Twins — one an alpha male “demon brother,” the other small and sickly — grow apart but remain linked.
At a fever pitch childhood passed for the demon brother who was first in all things. At a glacial pace childhood passed for the smaller brother who trailed behind his twin in all things. The demon brother was joyous to behold, pure infant fire, radiant thrumming energy, every molecule of his being quivering with life, appetite, me me me. The smaller brother was often sick, lungs filled with fluids, a tiny valve in his heart fluttered, soft bones of his curving spine, soft bones of his bowed legs, anemia, weak appetite, and the skull subtly misshapen from the forceps delivery, his cries were breathy, bleating, nearly inaudible me? me? For the demon brother was first in all things.
Edgar “Eddie” Waldman is the demon brother, though we don’t see him doing demonic things, necessarily. He’s a bully, and is especially violent toward his sad little brother, whom he made small in the womb and tortured while they were growing up. Eddie’s a lifelong asshole, no doubt about it, but I kept waiting for him to exhibit some subhuman or superhuman traits, something that would warrant our narrator declaring him the demon brother outright. In fact, there’s an epilogue which hints (and perhaps I’m just jumping to conclusions) that some aspects of this story are based on a newspaper clipping. A simple story, ornately told.

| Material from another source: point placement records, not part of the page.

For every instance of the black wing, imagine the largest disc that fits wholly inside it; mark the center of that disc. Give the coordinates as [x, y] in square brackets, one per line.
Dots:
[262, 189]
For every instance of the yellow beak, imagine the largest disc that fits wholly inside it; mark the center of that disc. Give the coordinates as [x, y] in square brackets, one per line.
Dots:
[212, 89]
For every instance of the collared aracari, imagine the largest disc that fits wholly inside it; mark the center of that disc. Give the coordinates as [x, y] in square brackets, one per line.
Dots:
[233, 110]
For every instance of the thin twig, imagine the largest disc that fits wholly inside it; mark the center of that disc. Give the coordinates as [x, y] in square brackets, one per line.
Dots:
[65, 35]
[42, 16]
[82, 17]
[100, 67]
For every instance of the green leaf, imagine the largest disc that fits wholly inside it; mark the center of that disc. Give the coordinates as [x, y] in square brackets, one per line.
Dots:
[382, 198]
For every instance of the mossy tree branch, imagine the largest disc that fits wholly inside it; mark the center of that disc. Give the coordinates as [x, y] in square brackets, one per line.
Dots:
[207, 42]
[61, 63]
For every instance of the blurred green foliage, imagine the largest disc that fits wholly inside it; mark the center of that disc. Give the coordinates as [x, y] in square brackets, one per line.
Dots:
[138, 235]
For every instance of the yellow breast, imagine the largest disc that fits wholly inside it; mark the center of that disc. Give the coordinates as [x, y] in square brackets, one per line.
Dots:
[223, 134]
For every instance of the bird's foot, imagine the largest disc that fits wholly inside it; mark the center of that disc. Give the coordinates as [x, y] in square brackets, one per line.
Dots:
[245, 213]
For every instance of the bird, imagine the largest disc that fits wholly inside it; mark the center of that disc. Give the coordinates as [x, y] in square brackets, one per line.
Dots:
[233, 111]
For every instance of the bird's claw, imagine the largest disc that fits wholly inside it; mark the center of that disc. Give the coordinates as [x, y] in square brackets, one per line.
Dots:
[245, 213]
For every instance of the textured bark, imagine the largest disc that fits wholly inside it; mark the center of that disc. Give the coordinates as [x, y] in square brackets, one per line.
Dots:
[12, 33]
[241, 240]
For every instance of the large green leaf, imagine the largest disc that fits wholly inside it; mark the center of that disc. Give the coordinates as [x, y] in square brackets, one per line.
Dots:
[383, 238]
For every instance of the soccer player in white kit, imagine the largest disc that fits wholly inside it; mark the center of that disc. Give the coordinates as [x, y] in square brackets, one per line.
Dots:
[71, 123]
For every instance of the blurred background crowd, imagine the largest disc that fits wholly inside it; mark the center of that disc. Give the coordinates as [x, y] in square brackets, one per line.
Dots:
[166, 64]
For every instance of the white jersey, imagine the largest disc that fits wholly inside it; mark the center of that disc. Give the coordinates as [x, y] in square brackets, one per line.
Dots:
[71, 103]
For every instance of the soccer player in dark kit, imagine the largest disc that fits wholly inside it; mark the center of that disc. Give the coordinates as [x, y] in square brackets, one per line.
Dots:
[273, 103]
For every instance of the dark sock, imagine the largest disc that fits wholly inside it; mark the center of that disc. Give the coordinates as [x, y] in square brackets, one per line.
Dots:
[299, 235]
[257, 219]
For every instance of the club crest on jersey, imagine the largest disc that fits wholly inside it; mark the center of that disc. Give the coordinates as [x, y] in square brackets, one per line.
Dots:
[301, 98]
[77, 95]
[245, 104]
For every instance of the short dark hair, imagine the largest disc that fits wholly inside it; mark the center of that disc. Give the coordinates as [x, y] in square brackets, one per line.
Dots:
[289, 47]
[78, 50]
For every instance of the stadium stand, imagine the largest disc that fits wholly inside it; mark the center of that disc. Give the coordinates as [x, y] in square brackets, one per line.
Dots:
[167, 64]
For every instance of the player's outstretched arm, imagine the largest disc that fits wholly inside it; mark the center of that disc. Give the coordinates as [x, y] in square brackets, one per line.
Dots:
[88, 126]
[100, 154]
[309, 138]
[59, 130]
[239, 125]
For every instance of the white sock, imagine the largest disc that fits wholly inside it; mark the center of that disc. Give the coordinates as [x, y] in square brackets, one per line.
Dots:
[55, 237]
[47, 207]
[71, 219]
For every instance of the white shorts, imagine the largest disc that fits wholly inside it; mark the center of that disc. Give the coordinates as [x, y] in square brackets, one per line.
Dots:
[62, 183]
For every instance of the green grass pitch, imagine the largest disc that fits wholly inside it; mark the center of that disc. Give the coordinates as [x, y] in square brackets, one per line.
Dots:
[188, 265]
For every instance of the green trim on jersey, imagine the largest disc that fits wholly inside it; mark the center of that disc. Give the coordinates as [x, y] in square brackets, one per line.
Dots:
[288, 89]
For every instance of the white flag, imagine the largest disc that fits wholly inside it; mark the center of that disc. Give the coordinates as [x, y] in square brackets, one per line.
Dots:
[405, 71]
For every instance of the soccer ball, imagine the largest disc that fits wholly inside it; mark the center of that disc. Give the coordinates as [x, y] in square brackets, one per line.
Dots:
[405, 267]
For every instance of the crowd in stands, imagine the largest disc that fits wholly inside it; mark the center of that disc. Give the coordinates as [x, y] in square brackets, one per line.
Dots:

You can read it here on this weird site that maybe should not exist.
Lots of people have read and commented on this story, mostly when Stories came out in 2010:
David Hebblethwaite gave it three and a half stars, and wrote: “Oates’s prose is dense, with long paragraphs and repeated phrases, which has the effect of putting distance between the reader and events — there’s no forgetting that this a story being told.” I agree with David. I give his last name five stars.
Sophia of Page Plucker wrote “This is not a nice story, but it is extremely well-written and really made me think.” Sophia is right. The not-niceness of this story is unrelenting.
Mario Guslandi of SFSite calls this story a “a masterpiece of subtlety and a wonderful parable of life’s conflicting aspects as represented by the opposite destinies of two very different twins.” I think I agree.
Betsy of Books by Betsy says “Joyce Carol Oates could have shortened ‘Fossil Figures,’ by half.” It didn’t drag on for me, though my reading was interrupted by my train reaching its destination.